Während wir sie durchquerten, begrüßten uns aus jeder Kabine Schreie, Gelächter und andere lautstarke Gefühlsäußerungen. Vielleicht waren die Spieler gerade damit beschäftigt, ihre Mütter umzubringen, die Weltherrschaft an sich zu reißen oder St. Ursula und ihre 11000 Jungfrauen zu vögeln, bevor sie sie mit Napalm kaltmachten. Alphawellen-Monitore an jeder Tür zeigten an, wenn einer von ihnen auf Drängen des Traumgestalters aus seinem drogeninduzierten Schlaf aufgewacht war, während er sich immer noch in der REM-Phase befand. Primavera legte die Hände auf die Ohren. »Hört auf!«, schrie sie. »Hört auf! Hört auf!« Aber die Träumer in der Spielhalle waren taub.
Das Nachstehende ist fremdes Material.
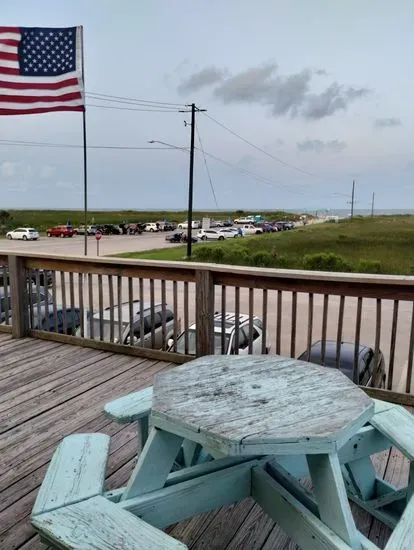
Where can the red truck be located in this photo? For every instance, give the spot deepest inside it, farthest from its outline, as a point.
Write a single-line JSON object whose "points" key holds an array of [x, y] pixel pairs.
{"points": [[60, 231]]}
Als wir auf die Straße hinausrannten, erhob sich vor uns das Grace; auch eine Schönheitsoperation im Art-déco-Stil hatte den Krebsbefall an der Fassade nicht kaschieren können. Ganz oben ein Penthaus: Kitos Nest. Ein Horst, in dem sich Eitelkeit, Gehässigkeit und Betrug niedergelassen hatten.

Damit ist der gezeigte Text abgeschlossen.